Social media is now mainstream media in the United States. It’s not a surprise that people are starting to experience technology, information and communication overload. This overload can cause mental exhaustion or social media fatigue. People who experience this form of fatigue could disconnect from social media temporarily or for long periods of time. Here are some causes of social media fatigue and how it can impact to your organization’s social media strategy.
Social media can impact an individual’s personal and professional identity. Individuals can find it challenging to balance their two social media identities while also representing themselves, their work and their employer. Conflicting identities could lead to social media fatigue and disconnection from using social media platforms.
People are conflicted between their need for information and their desire to avoid information overload. A person’s fear of missing out contributes more to social media fatigue than advertising. Your social media strategy should balance providing up-to-date information with a frequency that does not cause social media fatigue.
Social media fatigue can be caused from a variety of factors including how confident a person is in dealing with social media content. Research based on the limited capacity model found an individual’s confidence was one of the leading indicators of social media fatigue.
People who are concerned about their personal privacy are more likely to experience social media fatigue. Users who understand the benefits of using social media are typically more concerned about privacy. Organizations need to share their privacy protections safeguards and clearly state how people’s data will be used.

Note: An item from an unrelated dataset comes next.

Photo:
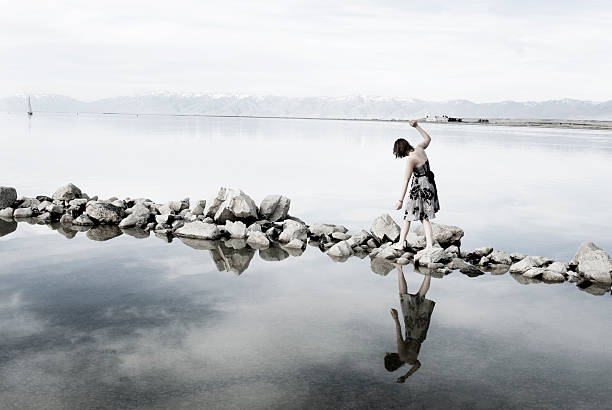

Younger social media users often compare themselves on Facebook with other users, who present themselves as optimized or the best versions of themselves. People with low-self esteem are more likely to compare themselves to other people on Facebook than those who have higher self-esteem.
One of the main purposes of social media is social connection and interaction. People who have one or more bad experiences on social media could develop negative emotions, such as anger, annoyance and stress. This could lead them to loose interest in using social media and social media fatigue.
People who are compulsive social media users could develop social media fatigue. This could impact their mental health and wellbeing and it could lead to depression and anxiety. Teenagers who experience social media fatigue are likely to have anxiety and depression.